SOLID Principles

For decades, developers have made the same software design errors. The SOLID principles are coding standard created to avoid these known bad designs and help the new generations of developers with principles.
Principles
SOLID stands for:
- Single responsibility principle:
A class should have one, and only one, reason to change.
A component (class, struct, method…) should have one responsibility. One responsibility helps to develop manageable, maintainable, extendable, reusable and testable components. If you wonder how small your component should be, the smaller is your component the better it is so it is easier to manage, maintain, etc.
Once your code works, you should think about code organization. Look at your class and the way you can break it into small units with single responsibilities. it will help to understand the complexity of a component. Working with smaller components help to have well-defined and well-labeled components as well as reusability.
- Open-closed principle:
Entities should be open for extension, but closed for modification.
A component (class, module, method…) can never be 100% open-closed. The project backlogs tell you what change often, so components that will need modifications. In an ideal system, we incorporate new features by extending the system, not by making modifications to existing code.
- Liskov principle:
Let q(x) be a property provable about objects of x of type T. Then q(y) should be provable for objects y of type S where S is a subtype of T.
It means that a method with a parameter could use the base/parent class or a subclass/derived class as the parameter type without breaking anything.
- Interface segregation principle:
A client should never be forced to implement an interface that it doesn’t use or clients shouldn’t be forced to depend on methods they do not use.
In a protocol, if your client doesn’t use all of the methods, it means that you should break down your protocol into smaller one.

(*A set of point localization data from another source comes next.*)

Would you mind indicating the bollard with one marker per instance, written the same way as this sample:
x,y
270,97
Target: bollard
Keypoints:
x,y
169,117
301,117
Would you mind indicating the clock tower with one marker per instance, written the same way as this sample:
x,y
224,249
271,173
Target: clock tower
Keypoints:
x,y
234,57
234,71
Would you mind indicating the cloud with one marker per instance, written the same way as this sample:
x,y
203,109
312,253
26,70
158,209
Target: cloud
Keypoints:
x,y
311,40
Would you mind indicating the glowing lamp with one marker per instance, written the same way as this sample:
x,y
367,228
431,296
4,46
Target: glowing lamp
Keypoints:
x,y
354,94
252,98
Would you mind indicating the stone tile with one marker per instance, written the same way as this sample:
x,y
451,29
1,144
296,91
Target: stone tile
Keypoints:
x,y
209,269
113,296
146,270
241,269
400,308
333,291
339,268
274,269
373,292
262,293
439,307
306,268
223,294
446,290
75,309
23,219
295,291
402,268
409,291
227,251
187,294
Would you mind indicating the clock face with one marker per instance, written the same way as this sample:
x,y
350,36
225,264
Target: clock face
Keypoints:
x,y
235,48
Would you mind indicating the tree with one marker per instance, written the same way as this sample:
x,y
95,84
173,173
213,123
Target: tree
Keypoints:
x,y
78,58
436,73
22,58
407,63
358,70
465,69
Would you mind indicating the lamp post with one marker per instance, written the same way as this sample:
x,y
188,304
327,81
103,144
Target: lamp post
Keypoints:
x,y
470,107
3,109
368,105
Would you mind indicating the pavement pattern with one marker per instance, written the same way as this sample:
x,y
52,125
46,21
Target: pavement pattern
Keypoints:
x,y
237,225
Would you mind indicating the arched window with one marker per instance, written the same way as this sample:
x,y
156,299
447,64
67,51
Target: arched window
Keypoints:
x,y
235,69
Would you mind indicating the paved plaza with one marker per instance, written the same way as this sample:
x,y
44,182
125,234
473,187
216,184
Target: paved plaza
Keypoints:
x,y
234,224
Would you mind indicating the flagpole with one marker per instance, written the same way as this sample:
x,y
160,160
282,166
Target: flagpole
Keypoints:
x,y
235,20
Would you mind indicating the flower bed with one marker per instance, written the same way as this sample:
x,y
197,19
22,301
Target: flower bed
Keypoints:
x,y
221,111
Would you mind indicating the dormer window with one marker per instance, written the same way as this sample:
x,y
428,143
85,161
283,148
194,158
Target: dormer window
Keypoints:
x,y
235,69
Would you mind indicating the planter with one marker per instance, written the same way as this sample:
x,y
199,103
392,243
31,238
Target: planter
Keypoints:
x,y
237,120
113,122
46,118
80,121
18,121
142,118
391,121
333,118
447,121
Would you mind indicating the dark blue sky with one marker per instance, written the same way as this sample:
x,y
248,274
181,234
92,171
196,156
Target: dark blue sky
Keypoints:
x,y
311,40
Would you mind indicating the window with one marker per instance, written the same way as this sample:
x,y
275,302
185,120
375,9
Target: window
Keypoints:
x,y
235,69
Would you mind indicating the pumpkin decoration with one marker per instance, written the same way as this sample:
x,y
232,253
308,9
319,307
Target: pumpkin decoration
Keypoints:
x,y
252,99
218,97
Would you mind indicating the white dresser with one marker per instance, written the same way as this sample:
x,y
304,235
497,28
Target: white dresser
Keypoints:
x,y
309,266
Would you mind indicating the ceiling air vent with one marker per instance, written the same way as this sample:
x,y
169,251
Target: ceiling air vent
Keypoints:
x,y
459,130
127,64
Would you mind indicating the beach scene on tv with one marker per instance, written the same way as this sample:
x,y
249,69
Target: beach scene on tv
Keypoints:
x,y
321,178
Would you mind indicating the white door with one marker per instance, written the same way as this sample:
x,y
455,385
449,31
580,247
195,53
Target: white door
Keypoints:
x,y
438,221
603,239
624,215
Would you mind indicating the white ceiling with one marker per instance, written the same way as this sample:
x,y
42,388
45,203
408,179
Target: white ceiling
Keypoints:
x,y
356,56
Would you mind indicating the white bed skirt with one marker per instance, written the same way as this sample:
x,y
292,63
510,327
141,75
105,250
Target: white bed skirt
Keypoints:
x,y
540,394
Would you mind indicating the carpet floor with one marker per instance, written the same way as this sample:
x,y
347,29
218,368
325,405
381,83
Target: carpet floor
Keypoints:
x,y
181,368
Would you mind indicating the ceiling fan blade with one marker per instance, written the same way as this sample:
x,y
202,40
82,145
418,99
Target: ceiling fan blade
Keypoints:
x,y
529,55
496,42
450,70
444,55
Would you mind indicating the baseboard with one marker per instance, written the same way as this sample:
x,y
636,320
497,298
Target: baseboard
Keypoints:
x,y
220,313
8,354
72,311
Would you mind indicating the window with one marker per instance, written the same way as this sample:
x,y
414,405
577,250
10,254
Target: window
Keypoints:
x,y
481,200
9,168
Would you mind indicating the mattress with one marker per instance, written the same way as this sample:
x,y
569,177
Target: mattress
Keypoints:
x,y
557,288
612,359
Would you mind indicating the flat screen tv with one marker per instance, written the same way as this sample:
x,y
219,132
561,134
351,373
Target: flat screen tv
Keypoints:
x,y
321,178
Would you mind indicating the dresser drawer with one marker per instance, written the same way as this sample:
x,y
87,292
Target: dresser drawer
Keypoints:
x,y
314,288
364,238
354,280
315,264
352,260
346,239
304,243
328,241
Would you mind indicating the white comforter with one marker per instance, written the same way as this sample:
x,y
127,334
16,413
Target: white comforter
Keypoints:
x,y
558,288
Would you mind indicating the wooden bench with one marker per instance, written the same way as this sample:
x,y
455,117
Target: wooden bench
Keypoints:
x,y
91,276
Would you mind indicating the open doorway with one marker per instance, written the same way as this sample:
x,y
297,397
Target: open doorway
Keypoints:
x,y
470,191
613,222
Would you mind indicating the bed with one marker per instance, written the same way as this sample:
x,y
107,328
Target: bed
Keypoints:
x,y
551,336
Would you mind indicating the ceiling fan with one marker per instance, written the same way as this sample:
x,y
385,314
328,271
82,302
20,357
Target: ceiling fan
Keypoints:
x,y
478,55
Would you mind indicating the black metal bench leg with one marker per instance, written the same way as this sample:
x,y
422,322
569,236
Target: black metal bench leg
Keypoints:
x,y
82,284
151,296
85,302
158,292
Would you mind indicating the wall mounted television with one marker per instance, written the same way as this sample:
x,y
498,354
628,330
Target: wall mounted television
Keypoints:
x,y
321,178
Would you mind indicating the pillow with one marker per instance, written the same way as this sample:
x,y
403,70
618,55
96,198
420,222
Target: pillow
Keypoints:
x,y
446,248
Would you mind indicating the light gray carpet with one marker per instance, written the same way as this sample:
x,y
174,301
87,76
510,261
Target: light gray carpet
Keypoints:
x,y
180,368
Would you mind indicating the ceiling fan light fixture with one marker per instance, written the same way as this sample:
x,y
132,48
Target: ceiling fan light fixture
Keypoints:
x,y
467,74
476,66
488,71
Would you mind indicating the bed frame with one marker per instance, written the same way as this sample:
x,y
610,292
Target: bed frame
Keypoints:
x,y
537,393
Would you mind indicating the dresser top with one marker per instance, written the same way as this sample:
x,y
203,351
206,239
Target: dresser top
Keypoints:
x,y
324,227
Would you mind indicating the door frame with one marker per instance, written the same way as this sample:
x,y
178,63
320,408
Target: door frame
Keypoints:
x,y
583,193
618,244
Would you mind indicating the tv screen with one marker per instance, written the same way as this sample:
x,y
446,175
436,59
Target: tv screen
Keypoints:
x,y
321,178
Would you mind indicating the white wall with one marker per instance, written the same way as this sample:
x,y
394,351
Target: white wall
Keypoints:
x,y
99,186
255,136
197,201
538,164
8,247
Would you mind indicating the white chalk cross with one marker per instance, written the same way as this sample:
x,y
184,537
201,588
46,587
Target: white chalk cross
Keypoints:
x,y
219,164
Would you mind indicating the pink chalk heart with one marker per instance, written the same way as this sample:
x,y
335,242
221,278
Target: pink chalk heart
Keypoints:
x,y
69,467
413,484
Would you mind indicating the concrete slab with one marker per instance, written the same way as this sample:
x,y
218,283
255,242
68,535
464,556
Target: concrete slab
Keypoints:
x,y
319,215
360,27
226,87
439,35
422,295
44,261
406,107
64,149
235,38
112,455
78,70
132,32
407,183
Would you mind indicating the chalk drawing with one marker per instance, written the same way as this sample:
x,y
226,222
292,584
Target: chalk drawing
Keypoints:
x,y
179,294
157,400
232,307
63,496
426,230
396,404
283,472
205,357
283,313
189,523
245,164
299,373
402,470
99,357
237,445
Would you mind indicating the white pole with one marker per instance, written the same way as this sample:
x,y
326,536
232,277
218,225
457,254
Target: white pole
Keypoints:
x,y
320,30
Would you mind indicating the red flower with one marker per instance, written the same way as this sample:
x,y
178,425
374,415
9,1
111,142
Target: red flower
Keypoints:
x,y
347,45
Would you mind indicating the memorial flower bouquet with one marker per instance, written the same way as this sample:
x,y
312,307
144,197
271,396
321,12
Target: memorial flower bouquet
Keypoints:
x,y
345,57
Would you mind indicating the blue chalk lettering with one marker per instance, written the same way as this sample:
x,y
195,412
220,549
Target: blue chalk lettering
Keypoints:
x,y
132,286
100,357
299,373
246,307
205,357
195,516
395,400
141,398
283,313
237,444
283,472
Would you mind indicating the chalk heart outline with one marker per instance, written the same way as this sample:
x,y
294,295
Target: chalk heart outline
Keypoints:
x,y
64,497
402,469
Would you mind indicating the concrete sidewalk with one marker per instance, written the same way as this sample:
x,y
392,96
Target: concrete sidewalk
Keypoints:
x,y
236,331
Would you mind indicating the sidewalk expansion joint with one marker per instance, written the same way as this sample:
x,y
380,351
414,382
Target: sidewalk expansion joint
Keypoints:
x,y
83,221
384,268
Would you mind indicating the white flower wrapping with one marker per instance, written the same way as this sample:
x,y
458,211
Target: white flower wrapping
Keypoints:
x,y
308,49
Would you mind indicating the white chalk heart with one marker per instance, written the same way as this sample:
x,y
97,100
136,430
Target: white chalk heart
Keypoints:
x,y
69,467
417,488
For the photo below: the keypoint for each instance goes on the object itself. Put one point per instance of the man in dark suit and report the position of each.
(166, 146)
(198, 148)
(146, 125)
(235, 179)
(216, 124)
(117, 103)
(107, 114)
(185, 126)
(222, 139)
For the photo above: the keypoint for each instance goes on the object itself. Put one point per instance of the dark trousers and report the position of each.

- Dependency inversion principle:
Entities must depend on abstractions not on concretions. It states that the high level module must not depend on the low level module, but they should depend on abstractions.
High level modules are concrete type which contain implementation details. Low level modules are abstract classes/interfaces which represent concepts. Classes should depend upon abstractions, not on concrete details. Abstraction helps to isolate the impact of details change. The less you components are coupled, the more flexible and reusable you component is.